Other athletes wearing the UAE colours include Khadija Mohammad in the women’s 75kg weightlifting, Hameed Al Derei in the men’s 66kg judo, and Mubarak Al Beshir in the men’s 100m breaststroke.

Though much may not be expected of these lesser-known athletes, due to the constant development of their disciplines here over the past few years, it will be a worthwhile experience for them to participate in the Games.

Looking for luck

Yousuf Al Serkal, Vice-President, UAE National Olympic Committee, and one of the top delegates monitoring the performance of UAE athletes, is realistic about the country’s chances.

Speaking about the football squad, he says, “Of course, there is a lot of hype surrounding the football team. This is because the achievement is so rare. Just imagine a young nation such as the UAE has qualified for an Olympic Games as one of the top 16 teams in the competition. But we need to be realistic about our chances. In modern football anything is possible, as besides hard work and commitment, one also needs a little bit of luck to go along.”

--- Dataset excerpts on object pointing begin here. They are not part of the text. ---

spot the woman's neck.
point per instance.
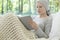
(43, 16)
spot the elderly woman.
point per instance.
(42, 23)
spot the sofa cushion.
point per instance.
(25, 20)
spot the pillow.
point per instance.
(25, 20)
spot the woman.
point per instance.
(42, 23)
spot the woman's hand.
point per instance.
(33, 24)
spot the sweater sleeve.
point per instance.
(39, 32)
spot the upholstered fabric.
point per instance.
(12, 29)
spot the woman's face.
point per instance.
(40, 8)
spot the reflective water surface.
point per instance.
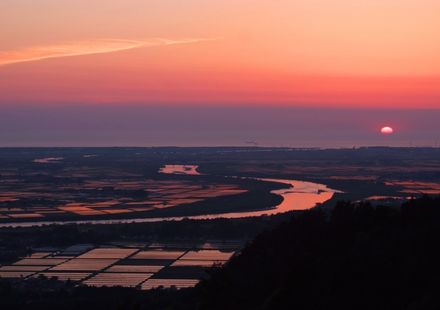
(300, 196)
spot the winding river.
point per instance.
(300, 196)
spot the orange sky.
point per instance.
(335, 53)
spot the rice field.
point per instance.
(143, 266)
(213, 255)
(85, 264)
(64, 276)
(75, 198)
(169, 283)
(117, 279)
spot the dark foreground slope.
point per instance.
(358, 257)
(362, 258)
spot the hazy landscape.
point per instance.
(204, 155)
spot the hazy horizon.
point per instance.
(137, 125)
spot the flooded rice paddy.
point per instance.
(143, 267)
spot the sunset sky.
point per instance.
(243, 54)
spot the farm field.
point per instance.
(144, 267)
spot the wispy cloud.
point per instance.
(89, 47)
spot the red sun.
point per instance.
(387, 130)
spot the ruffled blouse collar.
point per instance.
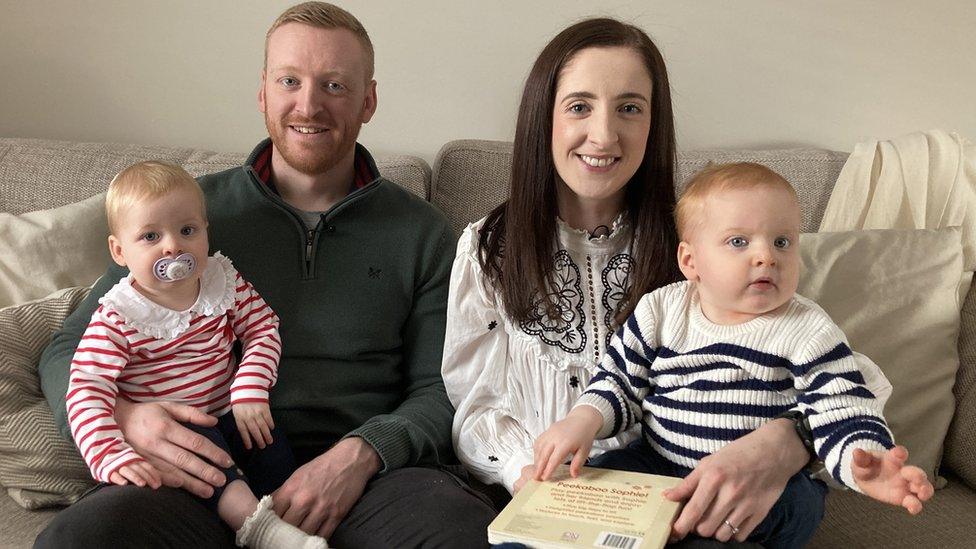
(579, 239)
(217, 292)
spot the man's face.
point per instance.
(315, 95)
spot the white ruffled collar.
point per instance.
(579, 239)
(217, 292)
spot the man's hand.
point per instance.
(885, 477)
(570, 435)
(177, 453)
(739, 483)
(254, 423)
(320, 493)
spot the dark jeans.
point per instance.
(410, 507)
(790, 523)
(263, 469)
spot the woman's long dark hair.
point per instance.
(518, 239)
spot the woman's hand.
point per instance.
(528, 472)
(739, 483)
(153, 430)
(571, 435)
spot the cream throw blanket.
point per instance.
(923, 180)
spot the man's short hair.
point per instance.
(145, 181)
(715, 178)
(324, 16)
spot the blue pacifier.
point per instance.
(171, 269)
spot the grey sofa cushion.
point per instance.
(471, 177)
(37, 174)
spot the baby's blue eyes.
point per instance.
(780, 242)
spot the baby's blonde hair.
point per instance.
(716, 178)
(146, 180)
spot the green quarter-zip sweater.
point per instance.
(362, 301)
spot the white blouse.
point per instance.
(510, 381)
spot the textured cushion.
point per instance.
(37, 174)
(960, 454)
(854, 520)
(47, 250)
(20, 526)
(896, 294)
(38, 467)
(471, 176)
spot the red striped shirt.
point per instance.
(196, 368)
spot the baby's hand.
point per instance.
(572, 435)
(885, 477)
(139, 473)
(254, 422)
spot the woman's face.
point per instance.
(600, 122)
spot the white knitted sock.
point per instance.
(265, 530)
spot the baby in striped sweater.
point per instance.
(166, 333)
(701, 363)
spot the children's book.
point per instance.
(599, 508)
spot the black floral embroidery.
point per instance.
(566, 329)
(616, 281)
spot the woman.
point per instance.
(589, 221)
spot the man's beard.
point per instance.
(305, 160)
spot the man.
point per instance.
(357, 270)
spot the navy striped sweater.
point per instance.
(695, 386)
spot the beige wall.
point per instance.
(745, 73)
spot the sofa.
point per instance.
(468, 179)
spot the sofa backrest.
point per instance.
(37, 174)
(471, 177)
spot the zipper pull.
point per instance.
(309, 235)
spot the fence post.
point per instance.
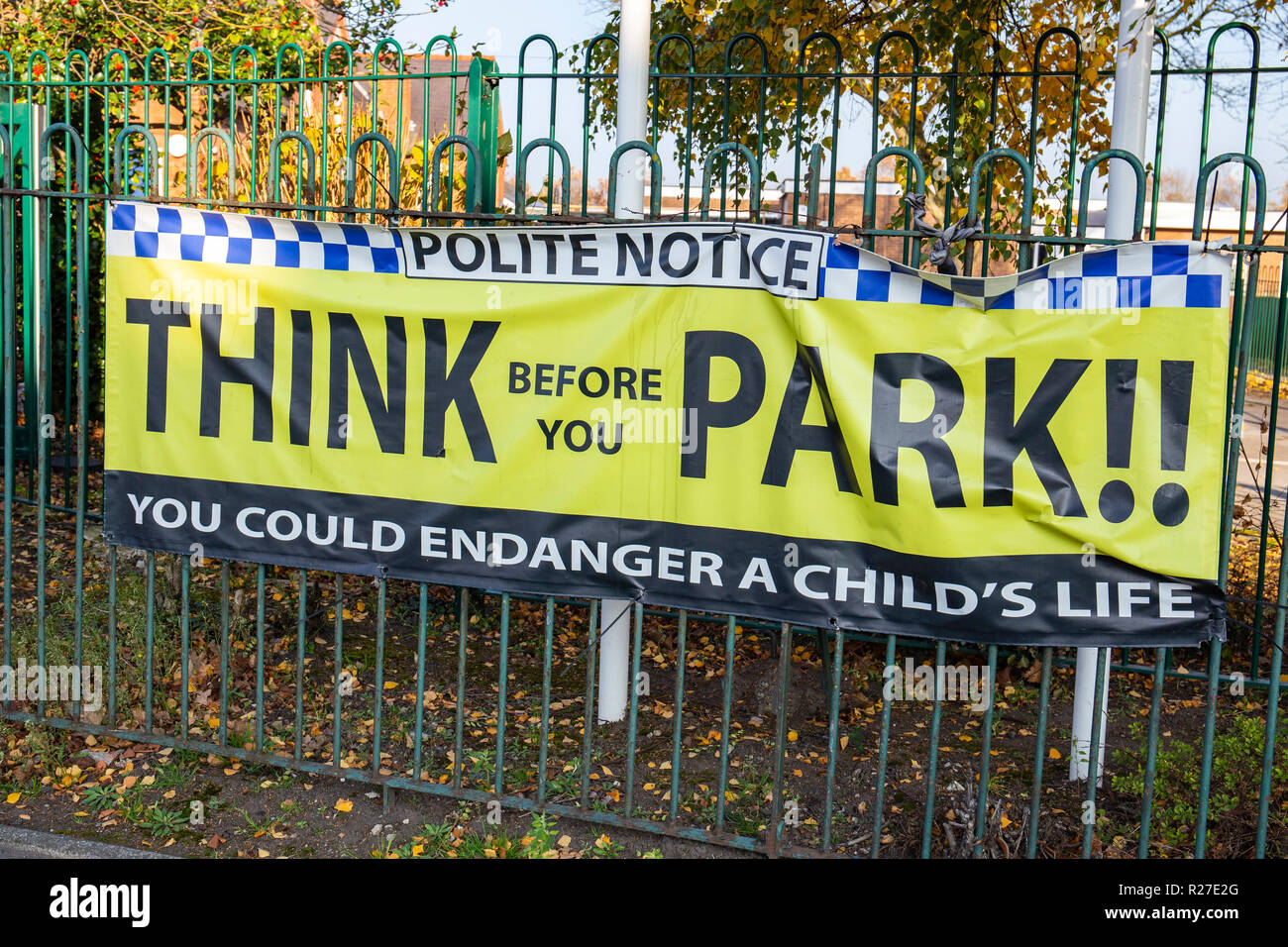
(614, 648)
(1129, 118)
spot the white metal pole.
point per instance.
(1129, 120)
(614, 643)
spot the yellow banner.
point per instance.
(1022, 458)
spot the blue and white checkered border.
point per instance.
(1132, 275)
(185, 234)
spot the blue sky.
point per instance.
(500, 26)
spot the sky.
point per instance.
(498, 27)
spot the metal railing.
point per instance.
(764, 737)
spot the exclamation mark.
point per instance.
(1117, 501)
(1171, 501)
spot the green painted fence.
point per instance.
(763, 737)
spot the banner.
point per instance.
(716, 416)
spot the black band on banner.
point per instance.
(1005, 599)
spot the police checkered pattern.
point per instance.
(1173, 273)
(187, 234)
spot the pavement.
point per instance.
(26, 843)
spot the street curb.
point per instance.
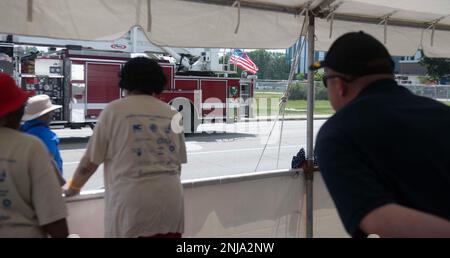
(285, 119)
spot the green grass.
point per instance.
(294, 107)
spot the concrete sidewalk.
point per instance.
(286, 118)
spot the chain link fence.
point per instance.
(438, 92)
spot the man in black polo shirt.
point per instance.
(385, 154)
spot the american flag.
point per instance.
(241, 59)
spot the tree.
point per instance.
(436, 67)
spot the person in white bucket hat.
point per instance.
(37, 117)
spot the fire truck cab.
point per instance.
(85, 81)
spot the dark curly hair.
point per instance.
(142, 74)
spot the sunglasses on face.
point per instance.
(325, 79)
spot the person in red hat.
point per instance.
(31, 203)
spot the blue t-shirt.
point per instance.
(41, 130)
(386, 146)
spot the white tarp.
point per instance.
(190, 24)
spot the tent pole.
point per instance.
(309, 132)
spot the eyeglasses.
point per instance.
(325, 79)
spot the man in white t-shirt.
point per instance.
(31, 203)
(142, 150)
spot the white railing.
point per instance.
(265, 204)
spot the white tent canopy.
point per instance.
(229, 23)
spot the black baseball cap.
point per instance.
(357, 54)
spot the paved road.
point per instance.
(234, 149)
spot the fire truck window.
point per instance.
(77, 72)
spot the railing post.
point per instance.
(309, 132)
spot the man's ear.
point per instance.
(342, 88)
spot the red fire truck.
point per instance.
(85, 81)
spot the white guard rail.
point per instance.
(266, 204)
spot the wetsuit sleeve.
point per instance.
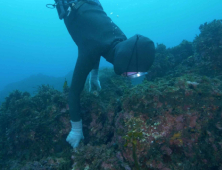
(83, 66)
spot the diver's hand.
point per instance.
(75, 134)
(94, 83)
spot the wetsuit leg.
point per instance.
(96, 66)
(83, 66)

The UAE will be relying on luck as well when the team take on Uruguay (tomorrow), hosts Great Britain (July 29) and Senegal (August 1) in their Group A preliminary round fixtures. “If we can get four points from these three matches, then we are into the knock-out stages. This alone will be an achievement considering that we are at the Olympics for the first time. And in the knock-out stages anything is possible,” says Al Serkal.